Teacher evaluation: A comprehensive
guide to new directions and practices
Kenneth D. Peterson (2000)
Second Edition
Thousand Oaks, CA: Corwin Press.
Paper, 428 pp., $39.95
ISBN 0-8039-6883-3
Teacher evaluation is a necessary
step in ensuring good schooling. However, poor evaluation is
commonly accepted. And in too many cases--according to teachers,
administrators, and researchers--teacher evaluation is disparaged
or even ignored altogether.
This book contends that current evaluation
is something done to teachers, rather than the cooperative
effort of professionals--which is why practice rarely improves
as a result of evaluation. This book challenges existing methods
of evaluation and offers fresh ideas and techniques that can
turn any school's evaluation practice into a highly productive
process for all involved.
This comprehensive workbook explores
stages of teacher choice and teacher responsibility for evaluation.
It shows you how to help your teachers become more involved and
in control of their own evaluation. You'll explore different
data sources and new social power relations, and discover new
ways of thinking about teacher evaluation.
These techniques will help you provide
a source of acknowledgment and reward for teachers; reassure
outside audiences, such a parents and the community; highlight
exemplary practice for emulation; and point to good practice
to guide teacher education.
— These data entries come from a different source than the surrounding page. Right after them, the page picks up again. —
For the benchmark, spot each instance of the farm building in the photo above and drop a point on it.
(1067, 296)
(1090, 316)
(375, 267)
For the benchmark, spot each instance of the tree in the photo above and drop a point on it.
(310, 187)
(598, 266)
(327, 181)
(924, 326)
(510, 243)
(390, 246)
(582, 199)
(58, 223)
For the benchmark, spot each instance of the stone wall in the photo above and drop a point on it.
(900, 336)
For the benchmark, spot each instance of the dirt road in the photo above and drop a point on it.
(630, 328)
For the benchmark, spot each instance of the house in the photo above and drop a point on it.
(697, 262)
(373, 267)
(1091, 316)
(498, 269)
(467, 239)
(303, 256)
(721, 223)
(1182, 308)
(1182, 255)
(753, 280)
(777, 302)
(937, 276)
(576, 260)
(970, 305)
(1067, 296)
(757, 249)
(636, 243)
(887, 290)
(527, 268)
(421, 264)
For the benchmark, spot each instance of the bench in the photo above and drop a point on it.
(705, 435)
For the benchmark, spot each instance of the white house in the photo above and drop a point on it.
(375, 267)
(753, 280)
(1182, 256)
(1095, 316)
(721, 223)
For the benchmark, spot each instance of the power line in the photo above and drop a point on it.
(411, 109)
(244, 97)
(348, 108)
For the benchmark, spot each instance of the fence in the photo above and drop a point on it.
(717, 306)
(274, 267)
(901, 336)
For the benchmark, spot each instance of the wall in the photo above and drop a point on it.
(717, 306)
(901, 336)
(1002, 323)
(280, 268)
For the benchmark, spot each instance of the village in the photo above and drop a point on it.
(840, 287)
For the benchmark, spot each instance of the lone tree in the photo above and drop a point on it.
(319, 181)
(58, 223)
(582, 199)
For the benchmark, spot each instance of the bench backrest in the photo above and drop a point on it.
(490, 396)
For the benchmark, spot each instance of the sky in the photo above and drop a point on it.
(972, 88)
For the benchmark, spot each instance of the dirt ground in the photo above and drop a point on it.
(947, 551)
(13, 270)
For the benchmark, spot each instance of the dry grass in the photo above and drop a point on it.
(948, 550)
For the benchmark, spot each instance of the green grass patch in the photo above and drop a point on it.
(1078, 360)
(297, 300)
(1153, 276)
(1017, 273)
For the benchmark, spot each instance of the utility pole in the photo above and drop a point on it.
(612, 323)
Here are substantive, field-tested
suggestions and practices that you can put to use immediately
to make your teacher evaluation systems more effective.
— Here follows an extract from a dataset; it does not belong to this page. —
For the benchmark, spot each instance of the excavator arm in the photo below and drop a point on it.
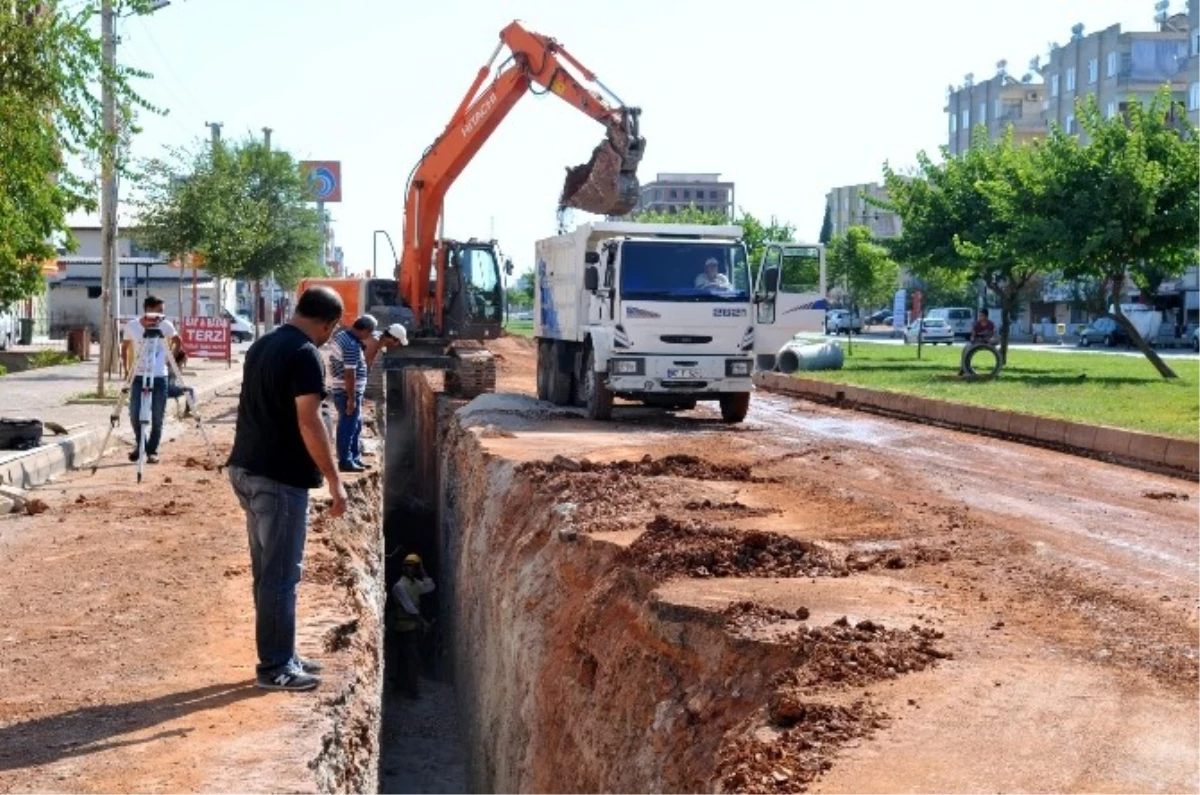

The second edition adds new chapters
on the role of the principal in changed teacher evaluation, how
districts can transition from current practice to improved practice,
use of national standards in education, developments in using
pupil achievement data, inclusive evaluation for minority teachers,
and a new emphasis on sociological insights for improved teacher
evaluation. The internet as a resource for local development
is encouraged with 67 websites as a starting point. New resources,
forms, literature, advice about dealing with deficient teachers,
and district-level principles have been added.